You are viewing a plain text version of this content. The canonical link for it is here.
Posted to issues@spark.apache.org by "Li Sheng (JIRA)" <ji...@apache.org> on 2015/06/10 10:16:00 UTC
[jira] [Created] (SPARK-8287) Filter not push down through Subquery
or View
Li Sheng created SPARK-8287:
-------------------------------
Summary: Filter not push down through Subquery or View
Key: SPARK-8287
URL: https://issues.apache.org/jira/browse/SPARK-8287
Project: Spark
Issue Type: Bug
Components: SQL
Affects Versions: 1.3.1
Reporter: Li Sheng
Fix For: 1.4.0
Filter not push down through Subquery or View. Assume we have two big partitioned table join inner a Subquery or a View and filter not push down, this will cause a full partition join and will cause performance issues.
Let me give and example that can reproduce the problem:
create table src(key int, value string);
--创建分区表并且导入数据
CREATE TABLE src_partitioned1 (key int, value STRING) PARTITIONED BY (ds STRING);
insert overwrite table src_partitioned1 PARTITION (ds='1') select key, value from src;
insert overwrite table src_partitioned1 PARTITION (ds='2') select key, value from src;
CREATE TABLE src_partitioned2 (key int, value STRING) PARTITIONED BY (ds STRING);
insert overwrite table src_partitioned2 PARTITION (ds='1') select key, value from src;
insert overwrite table src_partitioned2 PARTITION (ds='2') select key, value from src;
--创建视图
create view src_view as select sum(a.key) s1, sum(b.key) s2, b.ds ds from src_partitioned1 a join src_partitioned2 b on a.ds = b.ds group by b.ds
create view src_view_1 as select sum(a.key) s1, sum(b.key) s2, b.ds my_ds from src_partitioned1 a join src_partitioned2 b on a.ds = b.ds group by b.ds
--QueryExecution
select * from dw.src_view where ds='2'
sql("select * from dw.src_view where ds='2' ").queryExecution
== Parsed Logical Plan ==
'Project [*]
'Filter ('ds = 2)
'UnresolvedRelation [dw,src_view], None
== Analyzed Logical Plan ==
Project [s1#60L,s2#61L,ds#62]
Filter (ds#62 = 2)
Subquery src_view
Aggregate [ds#66], [SUM(CAST(key#64, LongType)) AS s1#60L,SUM(CAST(key#67, LongType)) AS s2#61L,ds#66 AS ds#62]

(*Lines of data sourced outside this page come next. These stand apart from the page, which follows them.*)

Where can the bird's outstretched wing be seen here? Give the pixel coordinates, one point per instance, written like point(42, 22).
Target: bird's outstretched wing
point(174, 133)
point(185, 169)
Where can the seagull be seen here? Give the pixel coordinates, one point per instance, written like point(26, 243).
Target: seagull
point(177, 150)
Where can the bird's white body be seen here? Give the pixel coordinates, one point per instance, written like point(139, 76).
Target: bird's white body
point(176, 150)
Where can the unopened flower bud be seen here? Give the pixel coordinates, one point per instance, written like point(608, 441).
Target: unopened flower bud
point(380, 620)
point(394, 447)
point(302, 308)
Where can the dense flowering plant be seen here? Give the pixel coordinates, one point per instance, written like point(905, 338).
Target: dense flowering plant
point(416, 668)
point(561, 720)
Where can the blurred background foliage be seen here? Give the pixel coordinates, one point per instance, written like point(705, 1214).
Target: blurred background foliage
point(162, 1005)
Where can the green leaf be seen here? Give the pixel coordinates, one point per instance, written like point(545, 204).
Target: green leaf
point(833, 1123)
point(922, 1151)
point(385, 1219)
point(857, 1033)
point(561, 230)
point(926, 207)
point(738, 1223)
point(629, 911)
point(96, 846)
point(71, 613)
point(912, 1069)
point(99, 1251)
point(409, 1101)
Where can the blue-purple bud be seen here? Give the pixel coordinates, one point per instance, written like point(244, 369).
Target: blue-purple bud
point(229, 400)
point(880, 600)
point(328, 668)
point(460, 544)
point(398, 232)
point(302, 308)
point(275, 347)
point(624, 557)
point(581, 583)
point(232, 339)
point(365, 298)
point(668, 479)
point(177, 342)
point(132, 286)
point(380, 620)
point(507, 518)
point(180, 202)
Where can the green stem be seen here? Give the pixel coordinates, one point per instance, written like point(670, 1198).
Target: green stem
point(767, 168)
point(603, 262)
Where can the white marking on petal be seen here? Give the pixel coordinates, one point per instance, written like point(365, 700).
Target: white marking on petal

Join Inner, Some((ds#63 = ds#66))
MetastoreRelation dw, src_partitioned1, Some(a)
MetastoreRelation dw, src_partitioned2, Some(b)
== Optimized Logical Plan ==
Filter (ds#62 = 2)
Aggregate [ds#66], [SUM(CAST(key#64, LongType)) AS s1#60L,SUM(CAST(key#67, LongType)) AS s2#61L,ds#66 AS ds#62]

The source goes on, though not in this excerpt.